I second the parent. I did go to community college at 15 when high school didn't offer the opportunities I wanted, and there were basically 3 groups of people there:
-Underachievers, who couldn't get into a 4 year school, and their parents didn't know what to do with them.
-Underprivileged, who are working hard to be there and take it seriously, and might be anywhere from 18-50 years old.
-Underaged, who are bright but not ready to move away.
Honestly, I preferred my CC days to my undergrad days. At undergrad, the underprivileged aren't there (by definition), but the underachievers still are; they just have more resources to waste from the same parents that put them in SAT prep classes. This results in a much lower signal-to-noise ratio, and a much worse environment (at least for the first year or two of undergrad).

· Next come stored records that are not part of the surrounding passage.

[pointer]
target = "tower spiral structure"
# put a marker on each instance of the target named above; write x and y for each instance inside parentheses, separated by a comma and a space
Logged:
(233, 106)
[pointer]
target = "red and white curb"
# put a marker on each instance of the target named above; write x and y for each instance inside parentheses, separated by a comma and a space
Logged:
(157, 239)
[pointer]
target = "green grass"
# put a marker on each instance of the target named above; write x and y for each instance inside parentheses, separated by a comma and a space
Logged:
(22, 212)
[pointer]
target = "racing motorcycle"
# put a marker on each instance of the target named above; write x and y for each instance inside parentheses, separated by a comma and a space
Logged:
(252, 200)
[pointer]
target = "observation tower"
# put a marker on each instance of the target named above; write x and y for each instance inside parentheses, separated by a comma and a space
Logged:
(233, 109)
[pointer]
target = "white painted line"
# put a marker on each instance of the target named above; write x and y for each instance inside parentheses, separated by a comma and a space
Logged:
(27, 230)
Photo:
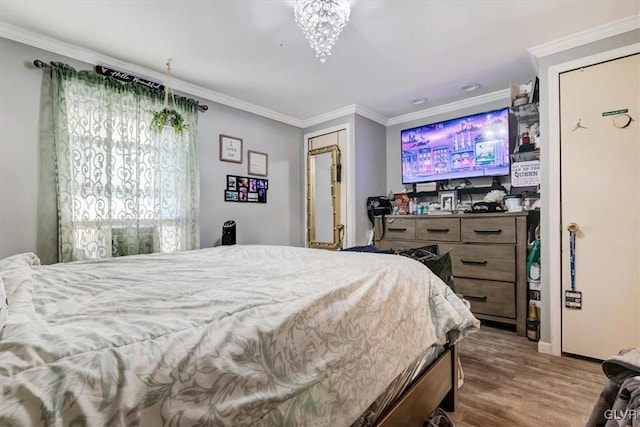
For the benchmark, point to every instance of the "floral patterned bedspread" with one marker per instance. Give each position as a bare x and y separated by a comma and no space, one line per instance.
233,335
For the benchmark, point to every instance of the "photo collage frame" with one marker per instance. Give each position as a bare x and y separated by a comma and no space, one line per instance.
246,189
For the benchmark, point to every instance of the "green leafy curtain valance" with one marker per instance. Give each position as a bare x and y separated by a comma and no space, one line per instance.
122,189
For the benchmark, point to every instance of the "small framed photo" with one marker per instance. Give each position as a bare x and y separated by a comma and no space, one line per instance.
448,201
230,196
243,194
258,163
232,183
230,149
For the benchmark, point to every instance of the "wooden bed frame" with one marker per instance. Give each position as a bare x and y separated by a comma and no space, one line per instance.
437,386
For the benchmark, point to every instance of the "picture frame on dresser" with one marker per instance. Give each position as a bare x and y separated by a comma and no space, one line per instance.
448,201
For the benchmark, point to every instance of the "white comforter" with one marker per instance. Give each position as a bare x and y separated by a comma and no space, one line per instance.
234,335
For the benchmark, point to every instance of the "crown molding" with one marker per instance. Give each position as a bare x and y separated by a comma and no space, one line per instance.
344,111
371,115
591,35
501,95
20,35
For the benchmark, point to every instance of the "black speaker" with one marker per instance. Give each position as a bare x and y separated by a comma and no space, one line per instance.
229,233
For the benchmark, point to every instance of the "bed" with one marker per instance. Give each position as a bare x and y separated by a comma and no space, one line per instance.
232,335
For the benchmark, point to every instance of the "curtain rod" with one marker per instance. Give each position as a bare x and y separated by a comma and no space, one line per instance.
40,64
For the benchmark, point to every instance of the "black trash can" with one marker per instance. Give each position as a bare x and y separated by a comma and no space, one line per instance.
229,233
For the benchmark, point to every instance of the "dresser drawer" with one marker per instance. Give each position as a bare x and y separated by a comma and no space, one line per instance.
489,230
492,262
488,297
400,228
438,229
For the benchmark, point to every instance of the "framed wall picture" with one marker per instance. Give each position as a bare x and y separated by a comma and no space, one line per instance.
246,189
230,149
258,163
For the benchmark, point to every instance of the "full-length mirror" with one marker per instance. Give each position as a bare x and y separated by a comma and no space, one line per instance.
323,197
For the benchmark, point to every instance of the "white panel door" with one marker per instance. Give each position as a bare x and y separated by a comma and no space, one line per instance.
600,184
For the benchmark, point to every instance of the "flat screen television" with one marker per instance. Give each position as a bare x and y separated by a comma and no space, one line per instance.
462,148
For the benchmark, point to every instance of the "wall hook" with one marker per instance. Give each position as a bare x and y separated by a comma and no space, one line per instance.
621,121
578,126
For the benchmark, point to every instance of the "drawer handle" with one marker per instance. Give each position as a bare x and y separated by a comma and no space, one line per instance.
476,297
474,261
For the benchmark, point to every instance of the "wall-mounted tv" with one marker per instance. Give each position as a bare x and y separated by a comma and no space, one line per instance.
466,147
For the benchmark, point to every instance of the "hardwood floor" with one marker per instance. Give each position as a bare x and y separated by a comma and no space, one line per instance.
508,383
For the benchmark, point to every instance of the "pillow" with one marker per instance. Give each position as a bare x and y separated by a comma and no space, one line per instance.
4,305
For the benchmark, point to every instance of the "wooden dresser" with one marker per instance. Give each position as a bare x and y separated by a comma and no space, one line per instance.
488,256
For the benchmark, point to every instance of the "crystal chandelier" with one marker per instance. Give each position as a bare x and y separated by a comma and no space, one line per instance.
322,22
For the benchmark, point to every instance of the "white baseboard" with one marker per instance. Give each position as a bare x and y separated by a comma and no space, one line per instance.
544,347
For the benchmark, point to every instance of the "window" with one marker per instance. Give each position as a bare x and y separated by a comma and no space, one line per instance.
121,190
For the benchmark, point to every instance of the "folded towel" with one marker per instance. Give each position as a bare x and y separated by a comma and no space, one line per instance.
624,365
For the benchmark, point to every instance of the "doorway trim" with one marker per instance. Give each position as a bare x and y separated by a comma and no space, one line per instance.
350,235
552,234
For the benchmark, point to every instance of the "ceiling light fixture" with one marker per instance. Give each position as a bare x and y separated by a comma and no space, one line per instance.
322,22
470,87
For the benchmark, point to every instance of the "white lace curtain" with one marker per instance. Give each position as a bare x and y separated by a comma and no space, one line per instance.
121,189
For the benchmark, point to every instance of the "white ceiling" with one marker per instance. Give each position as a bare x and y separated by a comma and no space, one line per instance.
389,53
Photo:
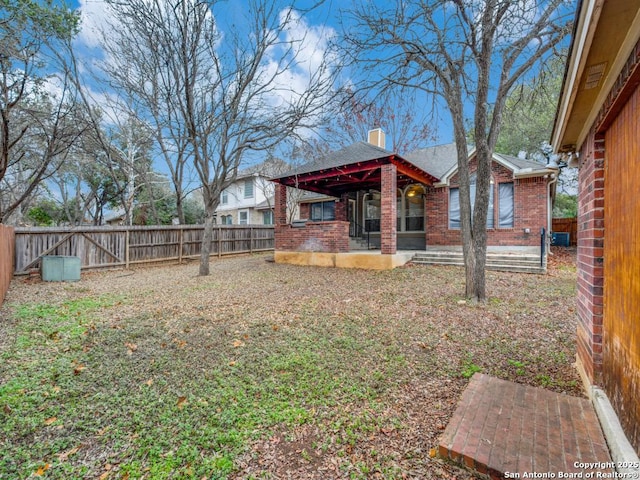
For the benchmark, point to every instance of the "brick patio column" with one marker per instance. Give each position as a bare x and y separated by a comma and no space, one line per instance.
591,257
280,205
388,207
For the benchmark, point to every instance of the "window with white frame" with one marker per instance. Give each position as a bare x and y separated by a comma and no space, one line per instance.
414,209
323,211
454,204
248,188
505,205
372,211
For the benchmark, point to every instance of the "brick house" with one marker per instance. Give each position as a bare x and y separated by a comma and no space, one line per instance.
598,127
409,202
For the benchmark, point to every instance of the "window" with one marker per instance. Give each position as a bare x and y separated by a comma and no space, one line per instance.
372,212
323,211
414,209
505,205
454,204
248,188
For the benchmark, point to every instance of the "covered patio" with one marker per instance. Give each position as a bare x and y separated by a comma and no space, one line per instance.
361,167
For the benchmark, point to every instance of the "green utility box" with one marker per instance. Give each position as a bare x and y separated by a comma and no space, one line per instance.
59,268
560,239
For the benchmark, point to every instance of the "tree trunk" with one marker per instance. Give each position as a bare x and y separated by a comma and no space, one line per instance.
207,237
180,208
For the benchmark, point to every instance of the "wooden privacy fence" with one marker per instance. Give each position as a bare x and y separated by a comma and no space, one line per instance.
566,225
6,259
99,247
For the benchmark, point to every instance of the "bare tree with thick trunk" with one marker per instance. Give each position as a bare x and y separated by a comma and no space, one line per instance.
471,53
37,126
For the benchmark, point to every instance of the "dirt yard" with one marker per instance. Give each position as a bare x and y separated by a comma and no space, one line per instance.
263,370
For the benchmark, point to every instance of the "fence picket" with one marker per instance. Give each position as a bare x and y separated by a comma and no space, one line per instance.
99,247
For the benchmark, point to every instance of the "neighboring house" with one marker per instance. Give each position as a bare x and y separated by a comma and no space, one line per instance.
598,118
249,199
422,200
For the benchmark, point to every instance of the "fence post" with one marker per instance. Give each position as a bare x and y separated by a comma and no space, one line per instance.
126,248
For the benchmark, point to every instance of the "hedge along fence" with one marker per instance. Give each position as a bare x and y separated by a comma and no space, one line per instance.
100,247
6,259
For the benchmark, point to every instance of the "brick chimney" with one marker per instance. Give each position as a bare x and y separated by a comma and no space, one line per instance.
377,138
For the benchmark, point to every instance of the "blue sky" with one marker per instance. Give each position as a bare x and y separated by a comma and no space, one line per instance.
325,19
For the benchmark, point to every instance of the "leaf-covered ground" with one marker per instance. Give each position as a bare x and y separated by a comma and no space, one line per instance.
263,370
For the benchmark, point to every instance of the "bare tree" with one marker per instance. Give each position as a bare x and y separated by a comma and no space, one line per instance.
470,53
231,89
38,110
394,110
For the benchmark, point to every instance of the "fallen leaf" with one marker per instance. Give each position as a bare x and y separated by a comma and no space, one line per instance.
65,455
42,469
50,420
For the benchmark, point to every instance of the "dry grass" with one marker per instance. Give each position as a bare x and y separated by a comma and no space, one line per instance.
263,370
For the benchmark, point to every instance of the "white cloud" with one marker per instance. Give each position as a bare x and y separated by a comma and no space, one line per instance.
94,15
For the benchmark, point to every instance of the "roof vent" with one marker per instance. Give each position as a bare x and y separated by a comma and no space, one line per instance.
594,74
377,138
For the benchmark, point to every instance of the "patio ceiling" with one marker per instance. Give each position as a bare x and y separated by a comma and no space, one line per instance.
351,177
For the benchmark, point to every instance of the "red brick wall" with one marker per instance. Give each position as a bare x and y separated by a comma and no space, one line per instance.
280,205
331,237
388,209
530,211
590,256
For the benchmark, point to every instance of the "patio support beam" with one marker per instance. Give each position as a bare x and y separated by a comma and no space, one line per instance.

And on that note, I think that the overachievers at 15-17 should be sent to CC, where they will move faster (and more flexibly) than in high school, without the responsibility and risks of undergrad.
Other commenters below are saying that these students should be sent immediately to a "real" school for the proper "environment". Let me ask you: unless you went to a place with a culture like MIT (not my alum), were your first 2 years of undergrad really a good academic environment? I had many more negative environmental influences on my studies at my undergrad institution than my CC, and I've yet to have a friend report differently (including at Ivy League and tech schools).